経済発展を優先?
アジア大会中の中国・広州へ行くと、街の至る所で可愛らしい5頭の羊のキャラクターが迎えてくれました。何でも紀元前300年頃、羊に乗った5人の仙人がこの地に稲穂をもたらしたという故事があるそうです。優しい出迎えはそれだけではなく、空港から宿舎まで、またマラソンコースの道端にもずっとマリーゴールドやサルビア等々色とりどりの花々が。大会最終日、その道を猛烈に追い上げて銀メダルに輝いた北岡幸浩さん。マラソン2回目にしての勝負強さはマラソン3回目でバルセロナ五輪銀メダリストとなった森下広一さんを彷彿させます。
そして女子は嶋原清子さんが5位、加納由理さんが7位。「朝、緊張の余り吐きました」とレース後加納さんは自らのプレッシャーに対する弱さを責めました。しかし私はそれよりも体の疲れが抜け切れていなかったことが原因だと思います。初冬にピ−クを合わせるため、夏に走り込みをしなければいけません。二人は猛暑の北海道で走り込み、嶋原さんはその疲れから腎盂炎になり10日間入院。加納さんも疲れを残したまま米・アルバカーキ合宿へ。でもロンドン五輪へ向けて、きっとこの経験をバネにするはずです。
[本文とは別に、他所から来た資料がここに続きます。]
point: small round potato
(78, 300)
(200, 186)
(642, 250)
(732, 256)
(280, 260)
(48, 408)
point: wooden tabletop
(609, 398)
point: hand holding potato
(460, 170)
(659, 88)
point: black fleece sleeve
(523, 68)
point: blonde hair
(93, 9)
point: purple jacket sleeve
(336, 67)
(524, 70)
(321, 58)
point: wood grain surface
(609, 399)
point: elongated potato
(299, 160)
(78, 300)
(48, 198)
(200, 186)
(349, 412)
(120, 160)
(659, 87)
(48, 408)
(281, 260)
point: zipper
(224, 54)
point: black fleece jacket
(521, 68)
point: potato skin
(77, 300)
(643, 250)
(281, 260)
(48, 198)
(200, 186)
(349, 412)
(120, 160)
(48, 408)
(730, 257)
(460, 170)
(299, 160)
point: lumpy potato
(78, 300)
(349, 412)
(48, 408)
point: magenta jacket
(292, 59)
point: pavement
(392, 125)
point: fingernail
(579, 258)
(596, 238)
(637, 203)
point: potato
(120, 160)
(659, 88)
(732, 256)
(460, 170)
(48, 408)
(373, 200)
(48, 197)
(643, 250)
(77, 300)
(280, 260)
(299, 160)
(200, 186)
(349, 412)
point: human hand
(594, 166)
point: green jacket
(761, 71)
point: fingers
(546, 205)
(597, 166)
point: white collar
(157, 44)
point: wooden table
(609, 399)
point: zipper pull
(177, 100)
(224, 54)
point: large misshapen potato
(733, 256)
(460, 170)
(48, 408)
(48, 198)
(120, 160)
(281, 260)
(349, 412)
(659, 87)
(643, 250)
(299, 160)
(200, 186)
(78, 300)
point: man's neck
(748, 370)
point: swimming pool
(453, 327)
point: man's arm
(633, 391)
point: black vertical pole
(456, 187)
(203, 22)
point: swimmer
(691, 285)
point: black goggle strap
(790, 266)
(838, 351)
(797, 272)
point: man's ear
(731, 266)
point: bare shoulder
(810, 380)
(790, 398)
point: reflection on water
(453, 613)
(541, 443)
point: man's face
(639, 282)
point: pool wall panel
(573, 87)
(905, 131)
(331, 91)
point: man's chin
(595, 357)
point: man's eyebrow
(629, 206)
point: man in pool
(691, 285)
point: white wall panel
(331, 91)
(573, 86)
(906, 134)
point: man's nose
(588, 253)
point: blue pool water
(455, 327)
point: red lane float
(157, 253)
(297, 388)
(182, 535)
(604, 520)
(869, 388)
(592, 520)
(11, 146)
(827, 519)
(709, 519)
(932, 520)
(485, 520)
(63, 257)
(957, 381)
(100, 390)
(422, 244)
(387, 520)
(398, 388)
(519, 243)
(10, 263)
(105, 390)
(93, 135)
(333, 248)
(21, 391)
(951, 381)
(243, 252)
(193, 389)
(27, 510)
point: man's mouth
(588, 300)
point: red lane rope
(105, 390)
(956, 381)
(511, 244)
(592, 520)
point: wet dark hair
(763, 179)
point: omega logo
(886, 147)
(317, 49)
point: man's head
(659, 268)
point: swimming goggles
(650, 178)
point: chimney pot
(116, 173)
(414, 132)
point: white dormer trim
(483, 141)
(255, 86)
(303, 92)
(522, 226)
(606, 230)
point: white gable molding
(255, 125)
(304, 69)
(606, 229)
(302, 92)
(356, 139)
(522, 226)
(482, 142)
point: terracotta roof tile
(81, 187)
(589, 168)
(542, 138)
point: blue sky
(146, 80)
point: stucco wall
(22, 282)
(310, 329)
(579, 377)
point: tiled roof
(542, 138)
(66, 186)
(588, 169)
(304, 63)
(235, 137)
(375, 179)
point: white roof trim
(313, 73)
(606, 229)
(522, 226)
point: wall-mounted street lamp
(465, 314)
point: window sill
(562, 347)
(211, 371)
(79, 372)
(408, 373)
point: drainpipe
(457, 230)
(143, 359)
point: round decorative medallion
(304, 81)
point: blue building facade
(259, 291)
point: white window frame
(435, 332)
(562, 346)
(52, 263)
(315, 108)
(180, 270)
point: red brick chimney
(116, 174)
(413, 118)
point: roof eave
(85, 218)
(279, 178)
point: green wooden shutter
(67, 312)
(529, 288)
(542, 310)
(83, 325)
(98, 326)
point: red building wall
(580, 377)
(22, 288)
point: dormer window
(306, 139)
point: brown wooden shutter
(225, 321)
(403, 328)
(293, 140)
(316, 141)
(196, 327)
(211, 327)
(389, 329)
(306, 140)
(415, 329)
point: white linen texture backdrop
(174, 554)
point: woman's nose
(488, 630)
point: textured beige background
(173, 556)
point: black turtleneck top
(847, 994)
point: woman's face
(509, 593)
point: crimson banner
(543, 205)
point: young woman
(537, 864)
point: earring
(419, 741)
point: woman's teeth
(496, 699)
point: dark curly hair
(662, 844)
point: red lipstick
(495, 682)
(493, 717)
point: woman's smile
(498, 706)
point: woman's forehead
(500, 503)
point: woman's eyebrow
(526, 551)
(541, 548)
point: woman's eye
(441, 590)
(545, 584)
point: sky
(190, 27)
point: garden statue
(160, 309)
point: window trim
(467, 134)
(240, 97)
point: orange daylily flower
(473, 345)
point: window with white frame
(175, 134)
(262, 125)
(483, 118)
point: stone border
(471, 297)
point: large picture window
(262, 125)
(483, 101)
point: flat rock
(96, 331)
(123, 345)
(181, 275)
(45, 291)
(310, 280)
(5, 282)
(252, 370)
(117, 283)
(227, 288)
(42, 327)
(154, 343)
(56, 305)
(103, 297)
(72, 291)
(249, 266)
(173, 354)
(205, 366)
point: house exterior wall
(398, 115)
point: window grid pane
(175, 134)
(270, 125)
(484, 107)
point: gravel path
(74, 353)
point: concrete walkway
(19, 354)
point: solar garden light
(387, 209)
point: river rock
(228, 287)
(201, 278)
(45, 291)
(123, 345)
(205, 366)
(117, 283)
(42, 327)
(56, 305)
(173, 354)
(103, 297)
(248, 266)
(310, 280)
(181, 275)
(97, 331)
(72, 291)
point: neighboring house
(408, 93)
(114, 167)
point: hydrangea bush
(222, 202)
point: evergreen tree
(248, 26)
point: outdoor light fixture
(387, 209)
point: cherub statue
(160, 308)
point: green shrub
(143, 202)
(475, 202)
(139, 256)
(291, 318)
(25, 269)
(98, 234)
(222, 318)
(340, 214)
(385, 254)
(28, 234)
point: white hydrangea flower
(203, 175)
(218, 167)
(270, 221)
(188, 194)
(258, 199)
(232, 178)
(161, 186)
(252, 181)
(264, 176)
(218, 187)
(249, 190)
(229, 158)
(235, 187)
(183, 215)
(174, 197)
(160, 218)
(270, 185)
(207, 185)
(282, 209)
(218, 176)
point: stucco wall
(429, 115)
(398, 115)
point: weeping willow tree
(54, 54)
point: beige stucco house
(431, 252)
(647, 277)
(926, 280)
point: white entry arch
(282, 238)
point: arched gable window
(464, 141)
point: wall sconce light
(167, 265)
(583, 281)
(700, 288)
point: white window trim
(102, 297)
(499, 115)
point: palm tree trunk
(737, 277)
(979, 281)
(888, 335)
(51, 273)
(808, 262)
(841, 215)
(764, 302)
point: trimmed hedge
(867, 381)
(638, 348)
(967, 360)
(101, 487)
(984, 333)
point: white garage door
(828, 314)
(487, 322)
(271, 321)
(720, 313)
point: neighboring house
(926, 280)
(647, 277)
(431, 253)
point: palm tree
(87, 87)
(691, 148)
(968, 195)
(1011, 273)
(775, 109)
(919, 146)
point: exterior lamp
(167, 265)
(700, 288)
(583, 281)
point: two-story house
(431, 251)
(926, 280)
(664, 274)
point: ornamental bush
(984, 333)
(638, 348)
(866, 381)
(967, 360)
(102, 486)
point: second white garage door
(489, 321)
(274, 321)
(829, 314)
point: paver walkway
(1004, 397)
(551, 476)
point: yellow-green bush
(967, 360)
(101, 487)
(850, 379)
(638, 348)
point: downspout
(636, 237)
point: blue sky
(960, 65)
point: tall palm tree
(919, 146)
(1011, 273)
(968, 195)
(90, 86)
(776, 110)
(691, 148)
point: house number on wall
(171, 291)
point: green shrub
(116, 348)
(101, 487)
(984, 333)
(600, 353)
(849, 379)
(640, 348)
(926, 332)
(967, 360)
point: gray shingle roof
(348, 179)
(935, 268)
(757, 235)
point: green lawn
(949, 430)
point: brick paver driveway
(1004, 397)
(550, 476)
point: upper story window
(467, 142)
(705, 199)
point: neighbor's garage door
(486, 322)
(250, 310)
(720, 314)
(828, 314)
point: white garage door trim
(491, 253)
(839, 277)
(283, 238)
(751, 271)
ところで私は広州市南部に開発された地域のメディア村で5日間生活しました。新築マンションの住み心地は何とも快適。しかし、どの試合会場に行くにも1時間以上かかり参りました。選手村も同じ場所。きっと選手の皆さんも移動に苦労したことでしょう。「南部を発展させるために、アジア大会に合わせてニュータウンを作ったのです」と現地の通訳さん。大会関係者の利便性よりも経済発展を考えるところが中国らしいのかもしれません。